Some statistical notes — Resampling
Well !! Well !! Well!! Well…
We have been doing quite some statistical modeling,
Now it’s time to estimate the precision of sample statistics or validating the models by suing random subsets, In shorts it’s time for looking into the Resampling Methods.
Two of the popular methods are Cross Validation and Bootstrap. Depending on the scenario we might want to estimate the test error associated with a given statistical learning method to test its performance or select the appropriate level of flexibility: Cross Validation is the go to person. Or imagine, you want to measure the accuracy of parameter estimate or of given statistical method : Bootstrap would be the chosen one.
LOOCV turns out to be very expensive since the model has to b fit n times and when n is large its turns out to be real slow to fit. However LOOCV is a very general method and can be used with any kind of predictive model be it logistic regression or LDA or such.
Some R code snippets shows LOOCV.
A further to this is k-fold Cross Validation. The whole set of observations is divided in k groups (folds) of approximately equal size. The first fold is treated as validation set and the method is then fit on the remaining k-1 folds. MSE is then computed on the observation and this is thus repeated k times, each time a different group is treated as the validation set. As an outcome of this we would have k estimates of test error ; we then average these k values to get the k-fold CV.
Well it’s apparent that LOOCV is a special type of k-fold Cross Validation. As discussed when n gets larger there is great computational overhead. Hence we normally choose k = 5 or 10; also keeping in mind bias-variance trade-off.
Now in real world scenario — would you be aware of the true test MSE. No!!! Therefore it’s quite difficult to determine the accuracy of CV estimate. This is much easier to determine the MSE in simulated data and once we have it we can work out the true MSE and thereby evaluate the accuracy of our cross-validation results.
Did you realize this? When we perform CV, though our focus is towards determining how well our model is going to predict value in real world, the actual estimate of the test MSE — our interest remains only in identifying the location of the minima in the test MSE curve. That’s because the aim to find the method which results in the lowest test error of all the model(s) on which we have experimented. And hence the location of the minia is more significant that the actual value of the estimated test MSE.
We keep going back to LOOCV!! We discussed shortly back that k-fold CV has computational advantage over LOOCV when k<n. However a more significant reason for selecting k-fold CV is a more accurate estimate through bias-variance trade-off.
Understanding how validation set approach, LOOCV, k-fold CV works between ½ of the dataset, n: n-1 observation sets, k : k — 1 set of observations it’s understandable that from the perspective of bias reduction , LOOCV is a preferred approach. However, we cannot ignore the fact that LOOCV has a higher variance than k-fold CV with k < n. When we perform OOCV we average the outputs of n fitted models, each of which is trained on an almost identical set of observations. As such the outputs are highly +vely correlated with each other. In contract, when we are perform k-fold CV with k<n, we are averaging the outputs of k fitted models that are somewhat less correlated with each other since the overlap between the training sets in each model is smaller. We know that the mean of highly correlated data points would have a higher variance than would be the mean of not so correlated data points — the test error estimate resulting from LOOCV tends to have higher variance than does the test error estimate form k-fold CV. And that gives k-fold CV an edge. However empirically it has been observed that k fold CV with k = 5 or 10 yields test results that are neither high bias nor high variance.
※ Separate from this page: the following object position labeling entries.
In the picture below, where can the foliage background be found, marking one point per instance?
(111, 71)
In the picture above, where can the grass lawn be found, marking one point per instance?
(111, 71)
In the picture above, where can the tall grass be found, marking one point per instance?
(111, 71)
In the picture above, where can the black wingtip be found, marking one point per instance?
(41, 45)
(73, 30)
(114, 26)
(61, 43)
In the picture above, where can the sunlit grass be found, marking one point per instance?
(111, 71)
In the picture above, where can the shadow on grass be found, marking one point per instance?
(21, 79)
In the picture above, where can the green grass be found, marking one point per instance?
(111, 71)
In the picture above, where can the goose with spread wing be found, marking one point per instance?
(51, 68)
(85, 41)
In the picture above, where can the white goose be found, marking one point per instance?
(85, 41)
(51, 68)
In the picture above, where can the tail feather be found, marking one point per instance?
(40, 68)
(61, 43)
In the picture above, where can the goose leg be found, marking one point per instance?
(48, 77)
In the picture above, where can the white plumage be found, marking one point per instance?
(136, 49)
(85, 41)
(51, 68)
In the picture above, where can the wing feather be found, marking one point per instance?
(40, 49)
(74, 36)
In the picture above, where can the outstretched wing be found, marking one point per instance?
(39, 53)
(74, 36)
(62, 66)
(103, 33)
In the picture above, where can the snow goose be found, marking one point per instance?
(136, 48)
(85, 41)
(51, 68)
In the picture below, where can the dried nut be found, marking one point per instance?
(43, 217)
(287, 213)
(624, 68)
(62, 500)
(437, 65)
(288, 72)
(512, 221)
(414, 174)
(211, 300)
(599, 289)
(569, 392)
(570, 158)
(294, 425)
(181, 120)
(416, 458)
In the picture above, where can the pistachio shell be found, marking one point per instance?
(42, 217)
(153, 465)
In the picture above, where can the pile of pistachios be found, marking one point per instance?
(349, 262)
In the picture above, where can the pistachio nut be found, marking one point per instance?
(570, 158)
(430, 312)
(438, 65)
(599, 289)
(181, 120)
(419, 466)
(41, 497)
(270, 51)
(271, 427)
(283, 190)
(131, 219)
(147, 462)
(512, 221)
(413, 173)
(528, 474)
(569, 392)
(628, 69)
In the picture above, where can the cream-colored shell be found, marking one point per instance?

Cross Validation works great with both qualitative as well as quantitative data. While dealing with quantitative data we use MSE while in dealing with qualitative data we use the number of misclassified observations.
In a real data scenario we might not know the Bayes decision boundary and the test error rates; in such a scenario how do we choose the degree of freedom of a logistic regression is a valid question. Cross Validation is the answer!! We know that normally the training error tends to decrease as the flexibility of the model increases.
Now we all know how powerful R is when it comes to statistical calculations. Like calculating linear regression is no big an issue when we use R. However there are places where in order to measure variability things might get a bit tricky even with standard software like R. These are places where Bootstrap comes into play and renders to be extremely useful. Bootstrap is a widely applicable and extremely popular tool which is used to quantify the uncertainty associated with a given estimate or statistical learning method.